Tentative d'assassinat de Jean-Paul II

Tentative d'assassinat de Jean-Paul II

Tentative d'assassinat de Jean-Paul II du 13 mai 1981

Le 13 mai 1981, Mehmet Ali Ağca, membre de l'organisation nationaliste turque des « Loups gris », tenta d'assassiner le pape Jean-Paul II, sur la place Saint-Pierre à Rome. Selon les résultats de l'enquête menée par une commission parlementaire italienne, il s'agissait d'un complot ourdi par plusieurs États du bloc communiste. Bien que cette théorie soit la plus vraisemblable, d'autres pistes ont continué à être évoquées jusqu'à ce jour.

Sommaire

De possibles mises en garde

Selon Michel Roussin[1], alors directeur de cabinet du directeur général du SDECE, les services français de renseignements extérieurs, des rumeurs auraient circulé dès la fin de l'année 1979 selon lesquelles un attentat était en préparation contre le pape, sans doute fomenté par les autorités politiques du bloc communiste. Dès le mois de janvier 1980, le Vatican est prévenu, « par l'intermédiaire d'un important responsable de l'Église de France, ami du directeur général (Alexandre de Marenches) et ancien de la France libre »[2]. Cependant, le Vatican reste sceptique[3]. Le SISMI, le service italien de renseignement, est donc prévenu en parallèle, sans guère plus de résultat.

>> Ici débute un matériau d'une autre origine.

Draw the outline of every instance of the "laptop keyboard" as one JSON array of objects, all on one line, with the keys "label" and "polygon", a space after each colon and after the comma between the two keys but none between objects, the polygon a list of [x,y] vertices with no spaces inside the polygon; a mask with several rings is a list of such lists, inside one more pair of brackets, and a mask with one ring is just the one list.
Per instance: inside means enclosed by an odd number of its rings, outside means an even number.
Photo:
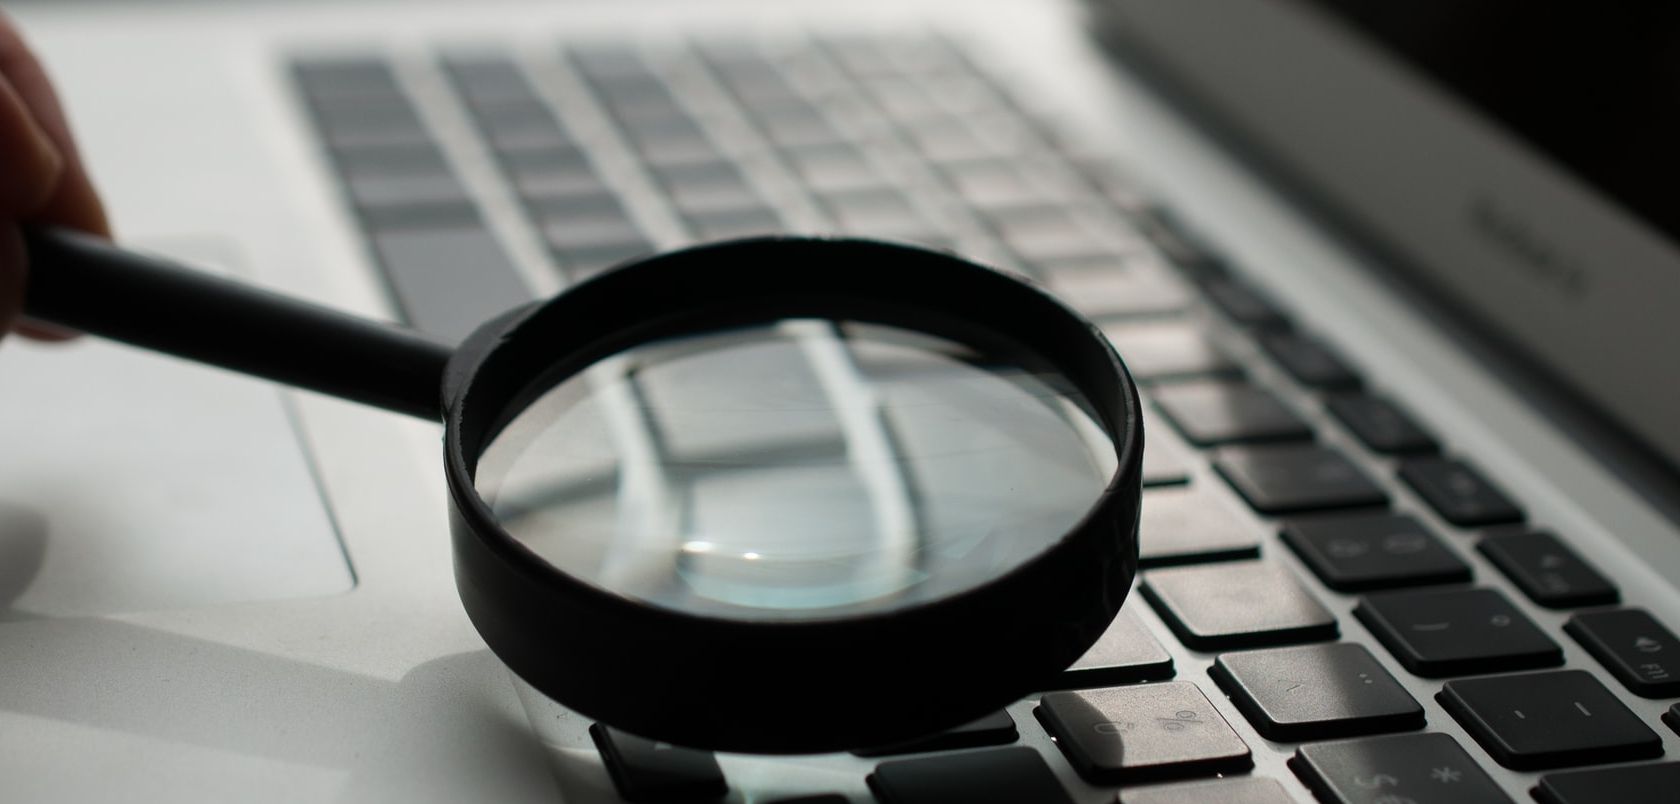
[{"label": "laptop keyboard", "polygon": [[[1380,378],[1298,328],[1111,162],[1024,112],[957,44],[445,49],[290,67],[392,300],[438,337],[655,250],[803,232],[1017,271],[1113,339],[1151,406],[1140,588],[1057,691],[1021,710],[1030,720],[1000,713],[860,752],[892,755],[868,777],[884,804],[1083,801],[1092,788],[1129,801],[1304,789],[1349,804],[1492,802],[1509,799],[1485,768],[1662,752],[1654,729],[1667,727],[1624,699],[1680,695],[1674,634],[1616,608],[1614,583],[1566,534],[1525,524],[1521,501],[1385,398]],[[1476,585],[1496,573],[1526,600]],[[1566,629],[1529,614],[1583,607]],[[1338,641],[1352,631],[1373,648]],[[1559,669],[1565,640],[1599,663]],[[1175,667],[1168,641],[1196,666]],[[1405,678],[1441,680],[1426,688],[1473,742],[1430,731]],[[1233,719],[1293,750],[1295,781],[1245,776],[1262,746],[1214,705],[1226,697]],[[1032,730],[1053,743],[1025,740]],[[627,800],[730,789],[709,754],[593,733]],[[1090,787],[1068,787],[1058,763]],[[1535,795],[1665,800],[1677,766],[1541,776]]]}]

Le déroulement de l'attentat

Le 13 mai 1981, le turc Mehmet Ali Ağca tire à deux reprises sur le pape Jean-Paul II, avant d'être rapidement maîtrisé par la foule et les services de sécurité du pape.

Peu après la tentative d'assassinat, à Noël 1983, Jean Paul II lui avait rendu visite en prison. Après une conversation privée, le pape avait déclaré : « Ce dont nous avons parlé restera un secret entre lui et moi. Je lui ai parlé comme à un frère à qui j'ai pardonné et qui a mon entière confiance. ». Ağca fut condamné en Italie à la prison à vie mais libéré après 19 années de captivité puis emprisonné en Turquie. Ağca est finalement libéré sur parole en janvier 2006.

Les différentes thèses sur les commanditaires

Un assassinat commandité par l'URSS, avec l'aide de la Bulgarie et de la RDA

Mehmet Ali Ağca a affirmé que Serguei Antonov, un responsable du bureau romain de la compagnie aérienne Balkan Air, lui avait fourni le pistolet avec lequel il a grièvement blessé Jean-Paul II et aurait agi sur ordre des services secrets bulgares. Cependant, aucune preuve déterminante n'a été apportée à ces accusations. Serguei Antonov est d'ailleurs acquitté en 1986 pour « insuffisance de preuves ». L'ouverture des archives des services secrets communistes bulgares en 1989 n'apporte guère d'éléments nouveaux et l'État bulgare, qui avait toujours défendu son innocence, lui a accordé en 2002 « une pension pour mérites exceptionnels ». Au cours d'un procès en Turquie, Abdullah Çatlı, autre membre des Loups Gris, a affirmé avoir donné lui-même l'arme à Ağca[4].

Pourtant, le rapport, publié en 2006, de la « commission Mitrokhine »[5], commission parlementaire italienne chargée d'enquêter sur les activités des services secrets communistes en Italie pendant la guerre froide semble confirmer la responsabilité du bloc de l'Est. L'attentat contre Jean-Paul II aurait été décidé par le dirigeant soviétique Léonid Brejnev, puis mis en œuvre par les autorités militaires d'URSS[6]. Le GRU, service secret militaire soviétique, aurait « ensuite procédé à une répartition des tâches ». Dans cette opération, les services bulgares auraient servi de « couverture » tandis que la Stasi, la police secrète est-allemande, aurait été chargée de la « désinformation ».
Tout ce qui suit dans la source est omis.